Further, the legislature explicitly rejected:

  • The Ninth Circuit’s opinion in Brooks v. City of San Mateo, 229 F.3d 917 (2000), which may no longer be used in determining whether conduct is sufficiently severe or pervasive to constitute unlawful harassment, because “[a] single incident of harassing conduct is sufficient to create a triable issue regarding the existence of a hostile work environment if the harassing conduct has unreasonably interfered with the plaintiff’s work performance or created an intimidating, hostile, or offensive working environment.”
  • Reliance on Kelley v. Conco Companies, 196 Cal.App.4th 191 (2011), to support different standards for hostile work environment harassment depending on the type of workplace. The legislature reasoned “[i]t is irrelevant that a particular occupation may have been characterized by a greater frequency of sexually related commentary or conduct in the past.
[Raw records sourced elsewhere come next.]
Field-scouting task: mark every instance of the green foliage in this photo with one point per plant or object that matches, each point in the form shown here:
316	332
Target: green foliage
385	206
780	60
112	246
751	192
In determining whether or not a hostile environment existed, courts should only consider the nature of the workplace when engaging in or witnessing prurient conduct and commentary is integral to the performance of the job duties.”

California Limits Sex Harassment Settlement Agreement Confidentiality Provisions.
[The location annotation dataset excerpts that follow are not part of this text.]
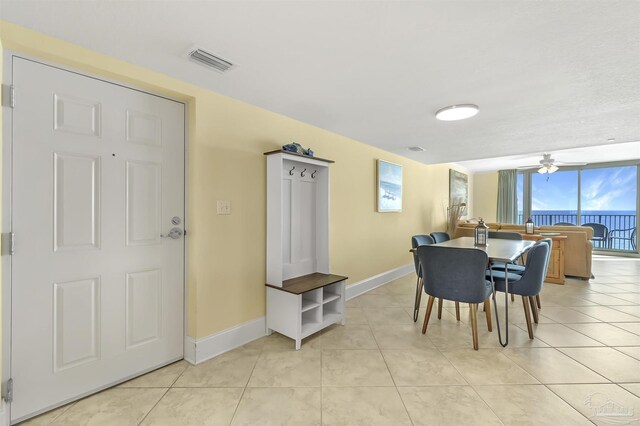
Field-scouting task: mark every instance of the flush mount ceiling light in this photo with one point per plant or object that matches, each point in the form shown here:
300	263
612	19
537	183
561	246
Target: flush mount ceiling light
548	169
457	112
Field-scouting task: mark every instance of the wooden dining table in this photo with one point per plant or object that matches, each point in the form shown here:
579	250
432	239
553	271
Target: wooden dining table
499	251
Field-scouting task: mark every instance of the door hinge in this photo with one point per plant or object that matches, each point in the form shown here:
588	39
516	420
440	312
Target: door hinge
8	393
8	95
8	243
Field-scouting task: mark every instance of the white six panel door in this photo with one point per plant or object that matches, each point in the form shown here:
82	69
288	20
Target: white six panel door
98	177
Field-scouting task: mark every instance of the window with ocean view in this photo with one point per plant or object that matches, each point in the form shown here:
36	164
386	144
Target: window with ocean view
554	198
608	197
605	198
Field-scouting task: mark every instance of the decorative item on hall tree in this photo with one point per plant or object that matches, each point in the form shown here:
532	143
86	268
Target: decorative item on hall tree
297	148
389	187
528	226
481	234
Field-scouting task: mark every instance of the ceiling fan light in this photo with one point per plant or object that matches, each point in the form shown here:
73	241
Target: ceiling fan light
457	112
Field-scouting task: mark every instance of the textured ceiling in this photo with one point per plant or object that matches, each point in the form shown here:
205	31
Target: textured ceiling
547	75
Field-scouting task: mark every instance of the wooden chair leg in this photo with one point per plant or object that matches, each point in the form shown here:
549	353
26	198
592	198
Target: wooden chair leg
487	312
474	324
534	308
416	306
527	316
427	314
SB 820, also signed into law on the last day of Governor Brown’s bill-signing period, will prohibit and render void provisions in settlement agreements entered into on or after January 1, 2019, that prevent disclosure of factual information related to civil or administrative complaints of sexual assault, sexual harassment, and workplace harassment or discrimination based on sex. The law does not apply to provisions that: (1) protect the claimant’s identity at the claimant’s request, provided the defendant is not a government agency or public official; or (2) prohibit disclosure of settlement payment amounts.

California Will Require Women on Corporate Boards of Directors

Under SB 826, also signed into law on September 30, 2018, a publicly held corporation with principal executive offices in California must have a representative number of women on its board of directors. Specifically, by the end of 2019, covered corporations must have at least one women on their boards. By the close of 2021, the law will require at least two women on boards with five directors and at least three women on boards with at six or more directors. Companies that don’t comply face a $100,000 fine for the first violation. In signing the bill, Governor Brown reasoned that “recent events in Washington, D.C. — and beyond — make it crystal clear that many are not getting the message. … Given all the special privileges that corporations have enjoyed for so long, it’s high time corporate boards include the people who constitute more than half of all ‘persons’ in America.” The bill is the first of its kind.
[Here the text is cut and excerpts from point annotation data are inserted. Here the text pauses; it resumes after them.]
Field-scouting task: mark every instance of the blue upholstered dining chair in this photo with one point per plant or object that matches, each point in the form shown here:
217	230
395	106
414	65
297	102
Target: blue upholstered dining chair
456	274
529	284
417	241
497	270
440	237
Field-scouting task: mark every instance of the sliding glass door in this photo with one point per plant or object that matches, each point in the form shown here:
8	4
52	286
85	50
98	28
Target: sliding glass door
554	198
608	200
California Expands the 1-Hour Digital Exhibition Exemption from Regulations Governing Minors In Entertainment

AB-2388, signed into law on September 5, 2018, expands the exemption from California’s Labor Code provisions governing employment of minors in the entertainment industry for certain limited performances to include “digital exhibitions.” Specifically, Labor Code Section 1310(c) now exempts from that chapter and Chapter 3 radio or television broadcasting or digital exhibitions where:

  • The minor does not receive compensation (directly or indirectly);
  • The engagement is limited to a single appearance lasting not more than one hour; and
  • No admission is not charged.

According to the bill’s author, examples of exempt performances under this section might include minors performing the national anthem at a ball game, singing in a church choir performance, or appearing in a local theater production, where such performances are broadcast.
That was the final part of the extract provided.